From the photo, the top one isn't as bad as you describe. Grandma at least sprinkled the red around here and there to good effect. I think that block is the shoo fly which was one that my own grandma also liked. I don't think you should modify it at all. My thinking is that once you get started changing it, you'll want to change everything and that isn't worth it. I have an odd quilt from my grandma that I keep in the car for cold drives or picnics.

You should do an homage to this quit using the same block which is an easy one to do, but use fabrics you prefer that are similar to these, but more effective.
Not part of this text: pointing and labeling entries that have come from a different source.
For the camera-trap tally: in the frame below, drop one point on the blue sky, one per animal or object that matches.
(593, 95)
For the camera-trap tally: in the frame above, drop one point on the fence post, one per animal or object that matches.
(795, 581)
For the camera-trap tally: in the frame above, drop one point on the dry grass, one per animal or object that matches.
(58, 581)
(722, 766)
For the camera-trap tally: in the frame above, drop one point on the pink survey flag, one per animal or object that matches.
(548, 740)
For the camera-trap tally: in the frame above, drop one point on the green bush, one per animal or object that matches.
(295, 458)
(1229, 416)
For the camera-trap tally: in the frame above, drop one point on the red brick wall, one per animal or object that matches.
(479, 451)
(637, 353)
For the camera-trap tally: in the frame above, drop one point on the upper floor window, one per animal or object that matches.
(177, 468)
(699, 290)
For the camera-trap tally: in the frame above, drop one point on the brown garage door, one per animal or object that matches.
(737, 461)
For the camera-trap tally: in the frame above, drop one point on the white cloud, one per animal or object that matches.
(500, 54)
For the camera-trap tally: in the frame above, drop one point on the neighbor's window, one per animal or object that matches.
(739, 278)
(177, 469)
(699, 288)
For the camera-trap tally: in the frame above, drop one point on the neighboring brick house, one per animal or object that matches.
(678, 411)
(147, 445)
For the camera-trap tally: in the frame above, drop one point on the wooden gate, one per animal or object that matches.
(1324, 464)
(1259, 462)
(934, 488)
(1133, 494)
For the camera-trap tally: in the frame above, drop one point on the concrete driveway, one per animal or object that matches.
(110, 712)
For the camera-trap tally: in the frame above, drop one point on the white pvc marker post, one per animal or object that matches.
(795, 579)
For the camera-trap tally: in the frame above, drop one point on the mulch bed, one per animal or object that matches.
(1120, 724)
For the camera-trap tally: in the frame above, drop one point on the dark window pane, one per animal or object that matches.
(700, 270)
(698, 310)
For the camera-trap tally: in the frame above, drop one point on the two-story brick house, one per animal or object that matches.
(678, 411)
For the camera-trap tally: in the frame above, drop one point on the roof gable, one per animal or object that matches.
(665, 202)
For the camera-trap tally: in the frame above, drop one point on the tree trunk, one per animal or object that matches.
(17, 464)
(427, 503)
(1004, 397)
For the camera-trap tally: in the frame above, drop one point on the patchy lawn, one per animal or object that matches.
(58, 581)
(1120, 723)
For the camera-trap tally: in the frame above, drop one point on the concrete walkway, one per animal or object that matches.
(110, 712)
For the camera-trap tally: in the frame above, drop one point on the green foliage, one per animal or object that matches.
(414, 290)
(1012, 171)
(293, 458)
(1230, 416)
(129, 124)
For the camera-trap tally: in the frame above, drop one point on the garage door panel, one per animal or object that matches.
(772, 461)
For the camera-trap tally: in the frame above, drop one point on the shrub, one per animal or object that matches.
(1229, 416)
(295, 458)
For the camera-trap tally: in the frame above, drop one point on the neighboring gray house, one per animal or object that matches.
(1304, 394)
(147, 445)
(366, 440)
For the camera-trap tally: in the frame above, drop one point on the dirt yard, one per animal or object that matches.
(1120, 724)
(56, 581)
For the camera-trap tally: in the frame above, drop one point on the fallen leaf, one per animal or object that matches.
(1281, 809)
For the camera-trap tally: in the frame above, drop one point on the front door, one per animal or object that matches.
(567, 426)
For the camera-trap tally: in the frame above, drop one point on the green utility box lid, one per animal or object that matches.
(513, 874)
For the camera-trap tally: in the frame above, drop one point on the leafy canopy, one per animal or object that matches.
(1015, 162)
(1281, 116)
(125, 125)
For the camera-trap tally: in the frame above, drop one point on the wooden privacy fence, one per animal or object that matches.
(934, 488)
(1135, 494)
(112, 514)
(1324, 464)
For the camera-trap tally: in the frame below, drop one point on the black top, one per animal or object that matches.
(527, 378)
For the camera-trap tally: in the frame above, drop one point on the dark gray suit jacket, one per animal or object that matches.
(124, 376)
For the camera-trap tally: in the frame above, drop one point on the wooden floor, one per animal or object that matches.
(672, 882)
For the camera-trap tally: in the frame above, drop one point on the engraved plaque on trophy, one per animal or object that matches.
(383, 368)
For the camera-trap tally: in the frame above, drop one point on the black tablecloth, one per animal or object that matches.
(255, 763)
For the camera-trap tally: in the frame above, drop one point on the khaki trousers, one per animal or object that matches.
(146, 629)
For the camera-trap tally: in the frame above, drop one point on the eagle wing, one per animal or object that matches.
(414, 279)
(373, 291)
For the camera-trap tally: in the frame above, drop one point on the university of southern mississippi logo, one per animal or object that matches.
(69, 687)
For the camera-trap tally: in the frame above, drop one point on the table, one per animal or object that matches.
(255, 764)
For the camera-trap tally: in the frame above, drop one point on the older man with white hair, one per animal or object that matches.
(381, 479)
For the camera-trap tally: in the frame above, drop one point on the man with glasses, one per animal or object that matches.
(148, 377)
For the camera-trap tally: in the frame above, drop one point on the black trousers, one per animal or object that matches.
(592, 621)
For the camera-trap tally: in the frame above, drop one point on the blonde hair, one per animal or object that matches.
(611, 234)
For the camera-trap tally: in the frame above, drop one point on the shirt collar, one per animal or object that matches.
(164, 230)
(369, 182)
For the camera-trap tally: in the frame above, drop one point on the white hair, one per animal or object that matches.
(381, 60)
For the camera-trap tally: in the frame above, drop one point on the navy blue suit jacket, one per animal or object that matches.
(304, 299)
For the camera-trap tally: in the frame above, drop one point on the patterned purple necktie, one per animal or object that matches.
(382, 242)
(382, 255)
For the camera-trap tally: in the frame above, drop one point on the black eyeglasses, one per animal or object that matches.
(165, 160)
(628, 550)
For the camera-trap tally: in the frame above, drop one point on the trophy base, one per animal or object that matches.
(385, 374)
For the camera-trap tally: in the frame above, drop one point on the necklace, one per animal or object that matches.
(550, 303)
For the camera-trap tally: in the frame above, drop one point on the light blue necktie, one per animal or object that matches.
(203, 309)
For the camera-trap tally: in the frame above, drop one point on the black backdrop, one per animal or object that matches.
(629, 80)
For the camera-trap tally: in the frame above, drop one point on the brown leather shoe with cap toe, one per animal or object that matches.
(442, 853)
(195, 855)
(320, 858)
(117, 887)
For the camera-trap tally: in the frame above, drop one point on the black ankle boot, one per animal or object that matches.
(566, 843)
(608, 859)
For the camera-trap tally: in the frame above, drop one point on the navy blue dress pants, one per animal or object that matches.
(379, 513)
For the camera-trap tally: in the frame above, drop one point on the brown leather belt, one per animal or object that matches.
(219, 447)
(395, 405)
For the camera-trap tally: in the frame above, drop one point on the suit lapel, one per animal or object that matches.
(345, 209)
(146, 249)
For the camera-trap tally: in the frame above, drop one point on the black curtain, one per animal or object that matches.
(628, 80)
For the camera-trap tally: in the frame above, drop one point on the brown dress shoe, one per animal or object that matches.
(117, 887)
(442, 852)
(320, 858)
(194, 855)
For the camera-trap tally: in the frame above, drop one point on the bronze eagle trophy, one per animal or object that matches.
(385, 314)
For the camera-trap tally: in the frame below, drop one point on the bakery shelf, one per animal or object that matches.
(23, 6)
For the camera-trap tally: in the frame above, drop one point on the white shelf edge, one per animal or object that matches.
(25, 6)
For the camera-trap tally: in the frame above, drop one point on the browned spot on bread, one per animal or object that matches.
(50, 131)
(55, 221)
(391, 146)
The bottom one is really nice. I think you can repair the pulling seams with some top stitching, but the fabrics on these old quilts is sometimes so delicate that once you fix one area, it goes bad in another. It doesn't look like it has much quilting, so that is probably what is putting stress on the seams.

Lucky you to have the family quilts!

Kaye said...

I vaguely remember a CRAFT blog entry where they highlighted how to fix seams on old quilts.

I remember thinking it was a pretty clever fix.

But like they say in Antiques Roadshow--should you repair it? Not like you'd ever sell it, but...

I think the sin part of Grandma's quilt is that people were wearing CLOTHES made with some of those fabrics. LOL!

So cool to inherit these!

Michael5000 said...

Not ugly as sin! Festive in a tapestry sort of way! The gold really pops with the red and blue!